The fixed-rate tuition is a guarantee that students will pay a single rate for four or even five years. George Washington University, University of Kansas and Columbia College in Missouri all offered flat-rate tuition programs to help families pay for college without worrying about a price increase, writes M.L. Johnson of Associated Press.
In Wisconsin, Northland College, a small liberal arts school known for its environmental focus, joined a growing number of schools offering fixed-rate tuition. The college will require freshmen to pay no more than $30,450 in tuition next year.
According to the College Board, tuition and fees at four-year public colleges increased 27% in the past five years and fees at four-year private schools rose 14%. Many fixed-rate plans are combined with a commitment to hold financial aid steady so students have a firm cost estimate, but they are not discounts.
In Kansas, freshmen will pay more than standard tuition in their first two years to offset lower rates in the last two. Other schools try to estimate expenses and inflation and set rates that cover costs when averaged over four years. Generally, transfer students pay tuition for the year they enter. In Kansas, transfer students pay standard tuition.
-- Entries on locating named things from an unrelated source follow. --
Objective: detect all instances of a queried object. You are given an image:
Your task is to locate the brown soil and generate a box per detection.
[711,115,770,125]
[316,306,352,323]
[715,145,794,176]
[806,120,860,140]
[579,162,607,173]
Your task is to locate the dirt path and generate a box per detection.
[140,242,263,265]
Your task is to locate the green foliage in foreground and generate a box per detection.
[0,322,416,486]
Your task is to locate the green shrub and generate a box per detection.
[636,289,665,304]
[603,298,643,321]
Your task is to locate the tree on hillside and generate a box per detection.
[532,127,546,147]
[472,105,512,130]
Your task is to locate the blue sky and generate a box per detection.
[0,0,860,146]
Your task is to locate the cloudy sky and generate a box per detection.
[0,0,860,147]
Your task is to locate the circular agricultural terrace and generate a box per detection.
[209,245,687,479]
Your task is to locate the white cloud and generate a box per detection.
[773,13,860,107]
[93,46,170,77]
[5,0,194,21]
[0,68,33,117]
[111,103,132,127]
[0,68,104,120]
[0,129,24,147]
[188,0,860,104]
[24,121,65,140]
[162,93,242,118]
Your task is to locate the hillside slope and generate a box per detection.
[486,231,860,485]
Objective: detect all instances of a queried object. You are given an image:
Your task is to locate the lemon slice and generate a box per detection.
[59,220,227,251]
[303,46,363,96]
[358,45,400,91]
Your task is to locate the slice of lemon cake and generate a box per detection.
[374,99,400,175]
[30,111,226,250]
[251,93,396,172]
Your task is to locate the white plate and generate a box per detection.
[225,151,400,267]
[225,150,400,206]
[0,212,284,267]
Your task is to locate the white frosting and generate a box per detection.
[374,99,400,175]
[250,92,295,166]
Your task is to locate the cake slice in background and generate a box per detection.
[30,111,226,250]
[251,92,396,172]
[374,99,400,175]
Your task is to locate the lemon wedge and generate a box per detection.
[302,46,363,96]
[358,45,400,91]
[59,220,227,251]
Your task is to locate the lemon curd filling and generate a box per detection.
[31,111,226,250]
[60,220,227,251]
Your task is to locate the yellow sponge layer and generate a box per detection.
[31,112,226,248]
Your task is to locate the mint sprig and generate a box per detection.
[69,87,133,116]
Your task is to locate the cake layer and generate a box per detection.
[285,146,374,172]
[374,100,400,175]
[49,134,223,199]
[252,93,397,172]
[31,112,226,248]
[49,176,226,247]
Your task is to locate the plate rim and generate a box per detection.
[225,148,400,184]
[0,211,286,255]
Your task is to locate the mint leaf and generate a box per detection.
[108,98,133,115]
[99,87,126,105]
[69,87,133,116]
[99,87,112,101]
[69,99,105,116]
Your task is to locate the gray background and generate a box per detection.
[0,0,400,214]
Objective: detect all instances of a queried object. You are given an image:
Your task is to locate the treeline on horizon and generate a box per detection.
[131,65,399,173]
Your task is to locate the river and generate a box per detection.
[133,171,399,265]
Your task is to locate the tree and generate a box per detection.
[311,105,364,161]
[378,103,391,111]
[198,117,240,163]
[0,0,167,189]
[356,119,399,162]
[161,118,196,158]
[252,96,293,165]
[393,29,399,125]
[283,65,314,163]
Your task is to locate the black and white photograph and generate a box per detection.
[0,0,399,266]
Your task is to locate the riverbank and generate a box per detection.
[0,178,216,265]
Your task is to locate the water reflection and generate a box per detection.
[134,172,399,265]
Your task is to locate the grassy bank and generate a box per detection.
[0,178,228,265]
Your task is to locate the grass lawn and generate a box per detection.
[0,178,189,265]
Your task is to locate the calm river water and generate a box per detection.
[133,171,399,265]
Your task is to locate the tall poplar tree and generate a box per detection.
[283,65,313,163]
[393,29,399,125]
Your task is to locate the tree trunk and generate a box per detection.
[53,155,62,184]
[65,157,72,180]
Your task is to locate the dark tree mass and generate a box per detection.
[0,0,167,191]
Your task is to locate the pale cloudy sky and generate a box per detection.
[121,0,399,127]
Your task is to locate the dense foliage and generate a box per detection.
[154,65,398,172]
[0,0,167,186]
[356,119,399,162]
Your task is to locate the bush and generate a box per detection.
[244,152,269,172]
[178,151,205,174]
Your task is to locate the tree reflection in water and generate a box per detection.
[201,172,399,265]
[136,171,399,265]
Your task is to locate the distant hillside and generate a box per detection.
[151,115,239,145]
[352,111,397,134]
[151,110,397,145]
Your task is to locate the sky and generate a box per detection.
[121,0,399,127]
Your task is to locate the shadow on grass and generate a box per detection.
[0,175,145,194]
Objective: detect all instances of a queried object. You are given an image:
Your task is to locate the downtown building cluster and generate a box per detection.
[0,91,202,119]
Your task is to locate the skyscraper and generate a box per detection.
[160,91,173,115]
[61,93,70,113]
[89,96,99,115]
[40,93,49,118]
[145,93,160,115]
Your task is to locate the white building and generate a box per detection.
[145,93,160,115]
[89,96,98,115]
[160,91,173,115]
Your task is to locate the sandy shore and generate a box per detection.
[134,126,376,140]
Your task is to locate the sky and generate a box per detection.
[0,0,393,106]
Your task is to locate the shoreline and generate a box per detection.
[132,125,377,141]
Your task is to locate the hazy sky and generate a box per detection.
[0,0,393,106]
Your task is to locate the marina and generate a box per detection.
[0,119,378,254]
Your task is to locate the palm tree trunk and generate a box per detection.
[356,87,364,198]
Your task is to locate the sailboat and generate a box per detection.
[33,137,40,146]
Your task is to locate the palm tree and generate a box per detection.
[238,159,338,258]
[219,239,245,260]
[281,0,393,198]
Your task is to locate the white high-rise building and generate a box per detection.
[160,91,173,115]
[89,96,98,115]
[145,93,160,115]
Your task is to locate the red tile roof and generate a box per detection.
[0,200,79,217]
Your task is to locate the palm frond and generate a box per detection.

Students said that the programs help them hold down costs by allowing them to budget wisely and borrow less.
“I can’t think of any other major expense where a student or their family is expected to commit to such a large expense without knowing what it is going to cost,” Jane Mahoney, a recent graduate of the University of Kansas, said. “I think the tuition agreement puts a lot of students and families at ease when figuring out how to fund a college degree.”
As graduates struggle with debt and weakened job prospects, many schools have been reconsidering their costs. Some schools have frozen tuition, while a small number of schools has reduced rates 20% or more in heavily publicized “tuition resets.”
Even without those moves, few students at private schools have been paying full freight. Most schools offer scholarships to lure students with attractive grades, athletic skills or other talents. Post-recession, that aid has increased at private schools more quickly than tuition, said David Warren, president of the National Association of Independent Colleges and Universities.
Like many other schools, Northland College in Wisconsin has decided to offer a guarantee that students who meet certain academic and income criteria won’t pay more in tuition than they would pay at the flagship university in their home state. That amount in Wisconsin is $10,400 in tuition and fees charged by the University of Wisconsin-Madison.